Il 12 luglio 2018, la NATO si è trovata ad affrontare una delle sfide più grandi degli ultimi decenni. Durante una riunione di emergenza a Bruxelles, il presidente degli Stati Uniti Donald Trump ha minacciato di ritirarsi dall’alleanza transatlantica per la sicurezza se i membri europei non avessero rapidamente aumentato la spesa militare fino all’obiettivo del 2%. Nelle sue recenti memorie, Jens Stoltenberg, allora Segretario Generale della NATO, fornisce una panoramica dettagliata delle tensioni e dei negoziati che hanno plasmato questa crisi di fiducia e gettato le basi per l’attuale aumento della spesa per la difesa al 3,5% e oltre.
Crisi NATO 2018: il rapporto di Stoltenberg sull’ultimatum di Trump e le conseguenze
Il presidente degli Stati Uniti ha lanciato un ultimatum chiaro: i membri della NATO devono aumentare significativamente la loro spesa per la difesa immediatamente o entro il 1° gennaio.
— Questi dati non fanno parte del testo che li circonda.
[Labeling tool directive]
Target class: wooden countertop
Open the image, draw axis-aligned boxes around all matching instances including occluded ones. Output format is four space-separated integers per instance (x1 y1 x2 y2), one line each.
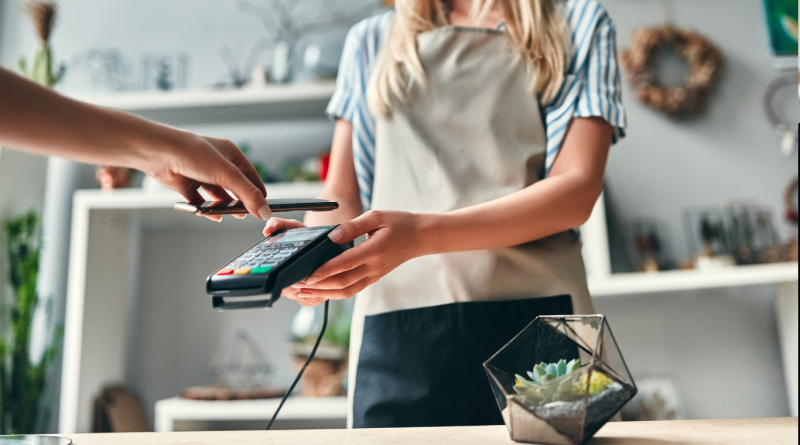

Altrimenti, gli Stati Uniti “faranno di testa loro”. Durante il vertice è prevalsa un’atmosfera tesa, in particolare a causa delle continue critiche di Trump alle spese militari della Germania e alla sua dipendenza dalla Russia attraverso il Nord Stream 2.
Stoltenberg ha descritto i momenti drammatici in cui Trump ha quasi abbandonato il vertice, il che avrebbe potuto significare la fine storica dell’alleanza. Tuttavia, l’intervento della Cancelliera Angela Merkel e di altri leader europei ha convinto il presidente a rimanere, garantendo la continuità dell’esistenza della NATO.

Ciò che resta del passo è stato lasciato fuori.